Spesso nelle zone industriali ci sono spazi senza nome, senza identità e «questo fenomeno genera di per sé abuso e svalorizzazione. Quando lavoriamo in questi paesaggi restituiamo cura e gratitudine per quello che producono e contestualmente promuoviamo un’identità urbanistica nelle nostre memorie, con nomi di donne che hanno aperto nuove strade nella nostra società, storie di donne del mondo, alcune anche sconosciute. Ridisegniamo l’immaginario del terzo paesaggio e restituiamo alle donne strade e percorsi».
L’attenzione ai termini usati va oltre la toponomastica. Le parole che usiamo normalmente nel terzo paesaggio sono maltrattanti – erbacce, zone da ripulire o altri termini che fanno pensare al degrado, alla bruttezza –, ma in realtà spesso si tratta di fiori, piante, vita che pulsa e che viene “distrutta” dalle pulizie arbitrarie, dall’ossessione per l’erba tagliata corta stile prato inglese, dalla necessità umana di governare e gestire ogni aspetto dell’esistenza.
RIGENERARE I PAESAGGI, PER RIGENERARE LE NOSTRE VITE
In chiusura Daniela Ducato mi fa notare che viviamo con un “deficit di natura” e ci ammaliamo a causa di questo deficit. Siamo immersi in paesaggi sonori di automobili, di persone che hanno fretta, di odori terrificanti.
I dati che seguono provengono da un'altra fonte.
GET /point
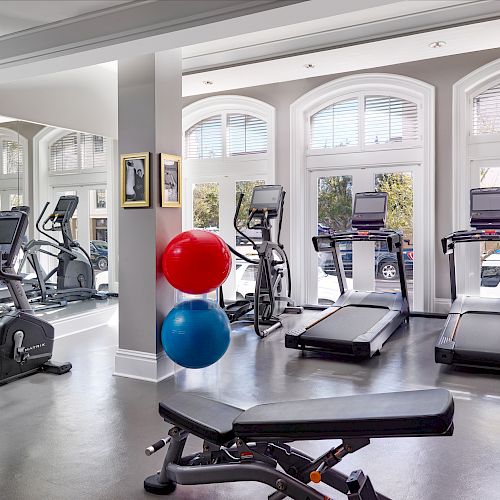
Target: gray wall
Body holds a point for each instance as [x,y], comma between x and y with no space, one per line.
[440,72]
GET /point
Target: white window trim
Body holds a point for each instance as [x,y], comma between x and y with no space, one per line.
[300,111]
[463,92]
[224,105]
[60,133]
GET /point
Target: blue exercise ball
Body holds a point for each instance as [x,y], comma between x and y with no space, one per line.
[196,333]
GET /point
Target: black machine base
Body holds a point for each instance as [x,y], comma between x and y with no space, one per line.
[152,485]
[56,368]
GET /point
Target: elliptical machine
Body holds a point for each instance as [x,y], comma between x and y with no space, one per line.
[25,341]
[273,286]
[74,271]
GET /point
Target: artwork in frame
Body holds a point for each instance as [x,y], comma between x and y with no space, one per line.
[171,180]
[135,180]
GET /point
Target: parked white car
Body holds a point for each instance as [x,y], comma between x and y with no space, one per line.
[490,276]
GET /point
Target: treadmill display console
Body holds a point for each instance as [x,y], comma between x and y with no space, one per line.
[370,210]
[485,208]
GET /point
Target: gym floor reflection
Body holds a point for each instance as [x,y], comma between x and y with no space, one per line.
[82,435]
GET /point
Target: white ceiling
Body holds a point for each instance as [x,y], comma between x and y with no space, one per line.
[17,15]
[461,39]
[349,22]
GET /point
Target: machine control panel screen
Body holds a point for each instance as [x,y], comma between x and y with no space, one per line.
[63,205]
[485,202]
[370,204]
[8,229]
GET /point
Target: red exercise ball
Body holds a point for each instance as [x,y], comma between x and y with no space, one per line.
[196,261]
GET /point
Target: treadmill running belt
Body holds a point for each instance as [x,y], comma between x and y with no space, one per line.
[346,324]
[478,333]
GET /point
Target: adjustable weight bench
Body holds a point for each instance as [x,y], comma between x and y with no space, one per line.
[249,445]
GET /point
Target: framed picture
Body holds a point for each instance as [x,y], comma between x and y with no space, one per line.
[135,180]
[171,180]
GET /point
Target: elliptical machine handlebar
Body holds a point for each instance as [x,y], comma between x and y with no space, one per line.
[8,276]
[42,229]
[239,201]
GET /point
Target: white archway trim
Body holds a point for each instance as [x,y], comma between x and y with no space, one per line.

Non possiamo negare il mondo in cui viviamo e dobbiamo imparare a stare bene anche nel cuore di una città. Non tutti infatti possono andare ogni giorno in una foresta o in un bosco. A maggior ragione però, trovare dentro la propria città uno spazio dove la Natura la fa davvero da padrona, significa recuperare spazi dentro di sé, spazi di relazione, di creatività, di non spreco.
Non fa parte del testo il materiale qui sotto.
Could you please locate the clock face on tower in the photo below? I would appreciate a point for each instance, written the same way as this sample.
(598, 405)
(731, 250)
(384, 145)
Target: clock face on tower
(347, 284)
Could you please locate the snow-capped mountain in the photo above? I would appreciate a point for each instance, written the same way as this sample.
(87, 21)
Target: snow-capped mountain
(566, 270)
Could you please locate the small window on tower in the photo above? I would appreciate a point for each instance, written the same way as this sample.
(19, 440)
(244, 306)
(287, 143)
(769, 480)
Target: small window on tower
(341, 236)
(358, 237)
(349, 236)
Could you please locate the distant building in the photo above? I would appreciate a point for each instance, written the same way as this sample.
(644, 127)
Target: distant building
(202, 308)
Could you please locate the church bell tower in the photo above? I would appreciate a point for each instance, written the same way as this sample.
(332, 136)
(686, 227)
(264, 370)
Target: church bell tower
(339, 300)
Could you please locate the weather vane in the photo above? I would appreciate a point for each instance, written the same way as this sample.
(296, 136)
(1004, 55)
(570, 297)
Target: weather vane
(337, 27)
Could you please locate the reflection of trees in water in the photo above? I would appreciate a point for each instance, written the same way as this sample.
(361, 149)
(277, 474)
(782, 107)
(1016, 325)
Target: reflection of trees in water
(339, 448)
Occorre quindi proteggere e tutelare gli spazi verdi “abbandonati” anziché sostituirli con asfalto e costruzioni. Le piante “selvatiche” crescono ovunque e non hanno bisogno di acqua e concimi. L’approvvigionamento selvatico anche solo parziale delle risorse necessarie alla nostra alimentazione sarebbe fondamentale e ci emanciperebbe dalla dipendenza totale dalle coltivazioni. La Natura offre tutto in abbondanza. Sta a noi tornare a scoprirla, conoscerla e tutelarla. Come diceva il grande Troisi, “ricominciamo da tre”. Ricominciamo dal terzo paesaggio.